Thursday, November 3, 2011


There were a dozen or so cattle in the weaning lot: a couple of acres with a good, tight fence adjoining our corrals down along the river.  These were an assorted bunch of cattle from hither and yon that we had been feeding hay for a few days until their destiny was decided.
There was a bull who had crawled a fence to escape the pasture with the other bulls; there were a couple of pairs which the neighbor had cut out from his cattle; there was a crippled cow with a bad bag; there were a half dozen yearling heifers that had been cut out from their bunch as their pregnancy was in question.  I didn’t want to waste any more hay or labor on this handful, and the weekly sale was the next day in Billings.  We went down to the corrals to deal with them.
These cattle were in a small lot where we could corral them easily enough with the help of our dogs, so there wasn’t any good reason to run horses in from pasture.  We loaded up vaccine, syringes, and insecticide pour into the pickup and headed down.  Most people do their corral sorting afoot, and so would we.
The corrals aren’t all that big – maybe 100 feet square.  But we were accustomed to doing our sorting ahorseback, and we weren’t quick enough to cut off what we wanted while we were afoot – so we ran them down the sorting alley.
Hundreds of thousands of cattle are sorted afoot every year in such an alley, but our cattle were bunched too tight. and we were too slow – one or two got past us.  So we had to pen the ones we had sorted, then bring back in the ones that got away.  We had worked all the rest of the cattle ahorseback the week before - and hadn’t missed a one – but this time we had to take the dogs out and corral the bunch again.
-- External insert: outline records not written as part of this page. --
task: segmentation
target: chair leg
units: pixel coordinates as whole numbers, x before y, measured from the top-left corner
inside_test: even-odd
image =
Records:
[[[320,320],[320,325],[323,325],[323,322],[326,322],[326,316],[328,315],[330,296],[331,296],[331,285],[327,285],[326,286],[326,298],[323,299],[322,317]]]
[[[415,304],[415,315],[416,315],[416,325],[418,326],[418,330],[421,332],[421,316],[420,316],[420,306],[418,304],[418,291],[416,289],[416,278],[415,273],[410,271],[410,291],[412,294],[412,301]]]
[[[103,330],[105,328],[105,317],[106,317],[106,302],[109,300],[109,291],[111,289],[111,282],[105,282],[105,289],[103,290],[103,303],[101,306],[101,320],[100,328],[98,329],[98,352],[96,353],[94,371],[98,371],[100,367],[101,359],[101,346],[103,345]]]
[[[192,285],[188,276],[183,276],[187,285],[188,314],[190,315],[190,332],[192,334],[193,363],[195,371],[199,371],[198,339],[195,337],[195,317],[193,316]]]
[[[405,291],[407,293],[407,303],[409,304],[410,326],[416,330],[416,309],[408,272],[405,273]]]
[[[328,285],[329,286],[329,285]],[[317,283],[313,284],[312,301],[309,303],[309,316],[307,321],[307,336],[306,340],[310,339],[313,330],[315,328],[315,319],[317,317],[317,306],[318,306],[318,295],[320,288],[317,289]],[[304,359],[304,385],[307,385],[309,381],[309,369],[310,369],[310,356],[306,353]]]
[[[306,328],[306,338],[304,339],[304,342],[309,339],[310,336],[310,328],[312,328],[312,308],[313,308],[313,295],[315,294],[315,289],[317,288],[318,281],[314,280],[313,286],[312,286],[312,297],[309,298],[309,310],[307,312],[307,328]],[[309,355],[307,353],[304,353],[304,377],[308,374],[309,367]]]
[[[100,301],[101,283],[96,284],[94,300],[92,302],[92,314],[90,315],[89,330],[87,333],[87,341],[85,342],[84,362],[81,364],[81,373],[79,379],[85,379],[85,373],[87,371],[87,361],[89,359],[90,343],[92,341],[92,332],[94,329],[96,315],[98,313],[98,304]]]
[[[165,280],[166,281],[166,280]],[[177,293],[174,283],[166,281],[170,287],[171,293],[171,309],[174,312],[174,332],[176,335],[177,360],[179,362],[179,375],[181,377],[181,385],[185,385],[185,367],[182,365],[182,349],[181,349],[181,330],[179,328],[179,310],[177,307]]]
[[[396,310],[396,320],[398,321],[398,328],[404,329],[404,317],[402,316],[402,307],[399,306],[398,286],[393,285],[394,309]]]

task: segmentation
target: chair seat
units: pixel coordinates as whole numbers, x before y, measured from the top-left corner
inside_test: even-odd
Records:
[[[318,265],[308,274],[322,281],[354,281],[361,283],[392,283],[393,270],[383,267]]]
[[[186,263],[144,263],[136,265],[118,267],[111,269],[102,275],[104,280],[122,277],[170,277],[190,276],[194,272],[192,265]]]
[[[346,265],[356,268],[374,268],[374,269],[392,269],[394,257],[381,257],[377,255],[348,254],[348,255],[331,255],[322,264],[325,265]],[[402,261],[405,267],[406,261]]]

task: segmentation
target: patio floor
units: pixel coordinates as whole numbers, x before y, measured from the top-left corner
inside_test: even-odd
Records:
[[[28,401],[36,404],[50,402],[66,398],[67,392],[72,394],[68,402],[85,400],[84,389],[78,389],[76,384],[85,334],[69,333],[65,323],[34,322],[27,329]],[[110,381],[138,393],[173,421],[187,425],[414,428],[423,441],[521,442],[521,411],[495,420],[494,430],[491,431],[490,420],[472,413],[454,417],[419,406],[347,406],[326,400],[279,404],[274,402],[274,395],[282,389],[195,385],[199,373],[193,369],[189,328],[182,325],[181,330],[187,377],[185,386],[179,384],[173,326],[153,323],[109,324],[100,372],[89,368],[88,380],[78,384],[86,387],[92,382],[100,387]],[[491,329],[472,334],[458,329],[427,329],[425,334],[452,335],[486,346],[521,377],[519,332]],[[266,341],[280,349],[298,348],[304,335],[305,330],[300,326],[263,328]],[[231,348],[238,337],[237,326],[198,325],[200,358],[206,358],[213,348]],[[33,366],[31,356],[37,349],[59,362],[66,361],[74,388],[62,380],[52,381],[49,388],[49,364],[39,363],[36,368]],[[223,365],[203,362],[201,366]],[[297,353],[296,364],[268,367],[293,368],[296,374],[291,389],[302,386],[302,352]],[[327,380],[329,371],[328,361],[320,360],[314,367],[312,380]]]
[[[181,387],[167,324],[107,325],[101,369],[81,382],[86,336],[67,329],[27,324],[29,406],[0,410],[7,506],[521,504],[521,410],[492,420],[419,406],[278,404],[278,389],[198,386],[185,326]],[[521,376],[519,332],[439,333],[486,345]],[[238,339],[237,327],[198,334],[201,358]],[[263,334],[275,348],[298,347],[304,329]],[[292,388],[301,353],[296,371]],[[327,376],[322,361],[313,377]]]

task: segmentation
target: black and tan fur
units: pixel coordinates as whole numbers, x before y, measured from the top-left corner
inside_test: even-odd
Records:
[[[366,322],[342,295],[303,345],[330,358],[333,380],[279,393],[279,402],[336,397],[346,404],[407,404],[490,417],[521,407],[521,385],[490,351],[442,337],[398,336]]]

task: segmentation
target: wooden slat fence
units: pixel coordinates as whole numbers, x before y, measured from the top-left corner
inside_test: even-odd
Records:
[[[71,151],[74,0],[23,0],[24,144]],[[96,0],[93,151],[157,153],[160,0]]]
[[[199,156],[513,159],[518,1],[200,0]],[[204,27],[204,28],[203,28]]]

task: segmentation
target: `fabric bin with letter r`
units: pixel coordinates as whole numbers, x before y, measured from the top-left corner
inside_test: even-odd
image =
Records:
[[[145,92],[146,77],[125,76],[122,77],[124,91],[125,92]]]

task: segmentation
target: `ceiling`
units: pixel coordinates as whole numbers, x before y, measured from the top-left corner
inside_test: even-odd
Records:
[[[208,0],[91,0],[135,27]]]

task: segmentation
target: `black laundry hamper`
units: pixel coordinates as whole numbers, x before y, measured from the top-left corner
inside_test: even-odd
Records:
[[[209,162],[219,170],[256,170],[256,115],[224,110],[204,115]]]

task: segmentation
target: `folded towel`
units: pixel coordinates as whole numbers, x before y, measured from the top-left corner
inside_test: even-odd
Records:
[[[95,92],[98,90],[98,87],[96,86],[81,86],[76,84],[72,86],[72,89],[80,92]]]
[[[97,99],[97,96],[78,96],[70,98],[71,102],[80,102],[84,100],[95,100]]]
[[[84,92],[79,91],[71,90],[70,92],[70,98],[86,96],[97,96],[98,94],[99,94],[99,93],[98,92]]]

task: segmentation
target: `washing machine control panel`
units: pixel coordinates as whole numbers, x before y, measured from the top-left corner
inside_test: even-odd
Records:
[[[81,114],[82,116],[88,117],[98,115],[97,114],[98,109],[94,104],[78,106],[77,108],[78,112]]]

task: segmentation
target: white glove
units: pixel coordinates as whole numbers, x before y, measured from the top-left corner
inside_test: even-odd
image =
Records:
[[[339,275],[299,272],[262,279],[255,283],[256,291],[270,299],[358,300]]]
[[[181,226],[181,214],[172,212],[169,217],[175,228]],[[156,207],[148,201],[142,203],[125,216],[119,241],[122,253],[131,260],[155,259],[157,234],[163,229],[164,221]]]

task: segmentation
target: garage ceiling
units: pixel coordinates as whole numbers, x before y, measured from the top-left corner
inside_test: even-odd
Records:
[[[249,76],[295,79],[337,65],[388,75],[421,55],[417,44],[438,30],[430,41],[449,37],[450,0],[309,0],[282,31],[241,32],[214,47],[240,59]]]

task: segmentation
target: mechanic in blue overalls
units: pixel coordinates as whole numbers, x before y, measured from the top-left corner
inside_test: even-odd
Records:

I commented to Ted somewhere along the line that we were expending way to much effort on such a small bunch – and he didn’t protest.
I had already decided to sell the bull and the old cow, so the object of the sort was to cut the two calves into the sale bunch and run the yearling heifers through the chute for a conformational palpation.  We ended up vaccinating and pouring four of the heifers to keep, which left six head to go to town and six head to be put out to pasture.
I would load the sale cattle in the stock trailer for the trip to town, Ted would  put the rest out into their respective bunches on the ranch: two were cows to go out with the main herd in the Clayton field, four were heifers to go with the rest of their group in a hayfield over east.  As I laid this out to Ted, he quickly realized that it would require a horse to put out both groups.
Why didn’t we just get in the horses in the first place? Ted asked; and I had no coherent response.